Für Fragen aus der Bevölkerung richtete das Landratsamt ein Bürgertelefon ein. Für die Menschen herrscht keine direkte Gefahr. Allerdings ist das Einsatzgebiet abgeriegelt, es gelten Betretungs- und Fahrverbote. Unter anderem ist die B 305 im betroffenen Gebiet gesperrt.
Einer der größten Waldbrände in Bayern in den vergangenen Jahren
Nach Schätzung vom Abend ist eine dreistellige Hektarzahl von dem Feuer betroffen. Forstministerin Michaela Kaniber (CSU) sprach von einem der größten Waldbrände, die es in Bayern in den vergangenen Jahren gegeben habe.
Der Traunsteiner Landrat Andreas Danzer (Freie Wähler) hatte am Montag den Katastrophenfall ausgerufen. Damit werden die Einsatzkräfte, Fachstellen und Behörden zentral koordiniert, Hilfe kann überörtlich angefordert werden.
Am Dienstag halfen laut Landratsamt drei Hubschrauber von der Bundeswehr beim Löschen, außerdem vier von der Landespolizei, einer von der Bundespolizei, einer der Landespolizei Baden-Württemberg sowie zwei von Heli Austria. Die Bundeswehr-Hubschrauber können laut Danzer rund 5.000 Liter Wasser transportieren, deutlich mehr als die Hubschrauber der Polizei.
Steiles und unwegsames Gelände
Das Gelände rund um den Saurüsselkopf ist extrem steil, unwegsam und teilweise gefährlich für Einsatzkräfte am Boden. Es gibt kaum begehbare Wege. Die Ausbreitung des Feuers und mögliche herabfallende Äste sind zusätzliche Risiken. Unter anderem sind Feuerwehr, Bergwacht, Rettungsdienst, Polizei, Katastrophenschutz, Forstbehörden und Gemeinde beteiligt.

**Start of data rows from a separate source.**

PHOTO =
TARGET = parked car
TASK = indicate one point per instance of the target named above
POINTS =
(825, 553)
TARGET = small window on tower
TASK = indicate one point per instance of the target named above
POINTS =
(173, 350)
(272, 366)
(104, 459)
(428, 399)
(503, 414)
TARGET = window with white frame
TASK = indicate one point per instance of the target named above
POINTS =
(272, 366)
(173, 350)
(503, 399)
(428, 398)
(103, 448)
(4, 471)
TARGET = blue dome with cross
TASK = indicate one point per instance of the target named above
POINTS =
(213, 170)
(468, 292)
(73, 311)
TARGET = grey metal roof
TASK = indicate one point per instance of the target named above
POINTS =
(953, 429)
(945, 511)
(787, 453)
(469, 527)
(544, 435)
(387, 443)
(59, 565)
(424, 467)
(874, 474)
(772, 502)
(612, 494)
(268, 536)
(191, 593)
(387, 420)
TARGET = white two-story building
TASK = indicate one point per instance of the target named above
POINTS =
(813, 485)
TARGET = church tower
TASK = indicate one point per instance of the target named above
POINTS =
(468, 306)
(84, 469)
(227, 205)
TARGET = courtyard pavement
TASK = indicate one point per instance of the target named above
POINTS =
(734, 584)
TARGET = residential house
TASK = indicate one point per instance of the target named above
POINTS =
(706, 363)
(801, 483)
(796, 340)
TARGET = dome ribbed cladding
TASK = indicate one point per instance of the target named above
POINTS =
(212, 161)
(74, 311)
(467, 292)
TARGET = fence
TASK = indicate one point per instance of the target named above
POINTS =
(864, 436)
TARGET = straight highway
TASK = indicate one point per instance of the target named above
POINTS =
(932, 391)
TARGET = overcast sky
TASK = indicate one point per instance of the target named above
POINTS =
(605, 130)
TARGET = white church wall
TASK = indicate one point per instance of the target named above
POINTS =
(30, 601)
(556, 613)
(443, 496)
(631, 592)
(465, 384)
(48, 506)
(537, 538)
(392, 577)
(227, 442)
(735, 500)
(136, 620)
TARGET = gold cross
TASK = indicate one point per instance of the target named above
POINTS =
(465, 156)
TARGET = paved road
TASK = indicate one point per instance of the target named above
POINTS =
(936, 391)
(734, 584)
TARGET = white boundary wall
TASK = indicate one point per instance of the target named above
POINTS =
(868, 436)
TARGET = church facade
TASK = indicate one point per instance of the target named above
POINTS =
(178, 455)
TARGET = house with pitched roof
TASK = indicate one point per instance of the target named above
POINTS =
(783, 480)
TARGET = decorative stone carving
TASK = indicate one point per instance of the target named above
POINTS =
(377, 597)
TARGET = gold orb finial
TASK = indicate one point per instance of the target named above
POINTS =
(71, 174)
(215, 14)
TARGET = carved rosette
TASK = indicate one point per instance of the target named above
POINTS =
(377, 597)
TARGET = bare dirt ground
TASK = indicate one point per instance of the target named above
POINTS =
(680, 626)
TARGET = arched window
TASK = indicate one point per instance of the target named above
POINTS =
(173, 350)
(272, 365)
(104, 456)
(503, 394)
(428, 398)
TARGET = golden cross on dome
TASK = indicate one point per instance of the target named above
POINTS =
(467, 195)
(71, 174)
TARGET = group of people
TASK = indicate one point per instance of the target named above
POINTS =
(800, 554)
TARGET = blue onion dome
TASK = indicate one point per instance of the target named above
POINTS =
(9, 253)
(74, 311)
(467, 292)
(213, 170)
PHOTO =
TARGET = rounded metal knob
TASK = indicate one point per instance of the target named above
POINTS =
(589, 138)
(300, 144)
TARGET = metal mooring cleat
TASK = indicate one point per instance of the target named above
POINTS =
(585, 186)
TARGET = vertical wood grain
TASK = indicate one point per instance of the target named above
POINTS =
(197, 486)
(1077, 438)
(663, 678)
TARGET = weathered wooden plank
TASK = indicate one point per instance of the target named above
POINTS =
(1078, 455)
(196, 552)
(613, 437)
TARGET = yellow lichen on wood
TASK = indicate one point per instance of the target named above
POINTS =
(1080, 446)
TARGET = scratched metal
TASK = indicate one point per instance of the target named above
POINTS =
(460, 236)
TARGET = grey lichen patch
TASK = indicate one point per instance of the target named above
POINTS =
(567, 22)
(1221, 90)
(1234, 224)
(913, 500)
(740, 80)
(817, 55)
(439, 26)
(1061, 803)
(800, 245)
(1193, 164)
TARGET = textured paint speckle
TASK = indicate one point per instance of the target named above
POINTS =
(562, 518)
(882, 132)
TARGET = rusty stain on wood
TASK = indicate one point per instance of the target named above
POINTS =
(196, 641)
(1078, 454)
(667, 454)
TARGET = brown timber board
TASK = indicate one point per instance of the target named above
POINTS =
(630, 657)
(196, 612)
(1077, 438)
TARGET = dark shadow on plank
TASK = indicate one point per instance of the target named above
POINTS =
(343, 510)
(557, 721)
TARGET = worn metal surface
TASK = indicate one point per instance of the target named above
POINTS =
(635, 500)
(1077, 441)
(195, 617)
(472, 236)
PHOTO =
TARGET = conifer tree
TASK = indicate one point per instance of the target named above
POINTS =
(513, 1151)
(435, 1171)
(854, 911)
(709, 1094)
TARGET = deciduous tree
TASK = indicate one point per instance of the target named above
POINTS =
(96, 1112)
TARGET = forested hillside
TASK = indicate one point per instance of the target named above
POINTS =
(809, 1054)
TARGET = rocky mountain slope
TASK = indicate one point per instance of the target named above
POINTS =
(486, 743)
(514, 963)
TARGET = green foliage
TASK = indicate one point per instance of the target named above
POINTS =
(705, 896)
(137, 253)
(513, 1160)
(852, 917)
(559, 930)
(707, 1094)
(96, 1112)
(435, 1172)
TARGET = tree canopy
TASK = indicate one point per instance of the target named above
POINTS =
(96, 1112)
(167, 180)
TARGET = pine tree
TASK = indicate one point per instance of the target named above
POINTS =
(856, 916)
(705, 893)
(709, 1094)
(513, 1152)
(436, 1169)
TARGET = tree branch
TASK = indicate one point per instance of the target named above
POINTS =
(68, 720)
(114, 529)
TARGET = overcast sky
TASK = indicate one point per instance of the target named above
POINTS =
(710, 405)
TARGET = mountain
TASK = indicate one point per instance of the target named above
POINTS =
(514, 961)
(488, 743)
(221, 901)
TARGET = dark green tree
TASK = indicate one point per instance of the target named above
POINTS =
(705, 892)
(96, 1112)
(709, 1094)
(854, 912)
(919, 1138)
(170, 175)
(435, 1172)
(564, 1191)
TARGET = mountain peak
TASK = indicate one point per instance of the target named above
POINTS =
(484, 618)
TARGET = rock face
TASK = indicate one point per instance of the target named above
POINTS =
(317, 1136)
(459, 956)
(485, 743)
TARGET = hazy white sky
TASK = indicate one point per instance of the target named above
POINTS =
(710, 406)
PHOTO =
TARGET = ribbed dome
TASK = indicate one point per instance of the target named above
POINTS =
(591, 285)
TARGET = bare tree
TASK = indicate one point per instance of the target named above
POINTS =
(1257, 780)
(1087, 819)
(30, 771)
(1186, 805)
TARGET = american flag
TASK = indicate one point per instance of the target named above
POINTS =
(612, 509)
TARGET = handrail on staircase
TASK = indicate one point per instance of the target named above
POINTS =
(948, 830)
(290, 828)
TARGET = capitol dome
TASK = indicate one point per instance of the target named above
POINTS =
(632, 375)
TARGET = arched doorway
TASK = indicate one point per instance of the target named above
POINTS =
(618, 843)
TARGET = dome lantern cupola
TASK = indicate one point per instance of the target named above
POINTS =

Der Brand ist besonders brisant, weil er ein Trinkwasserschutzgebiet bedroht. Eine Quelle versorgt laut Landrat Danzer rund 30.000 Menschen mit Wasser. Ihr Schutz hat höchste Priorität. Zudem erfüllt der Schutzwald wichtige Funktionen für die Region, etwa beim Schutz vor Erosion, Steinschlag und Murenabgängen. «Wenn das Feuer gelöscht ist, werden wir den Wald am Saurüsselkopf wieder sanieren und neue Bäume pflanzen», versprach Ministerin Kaniber.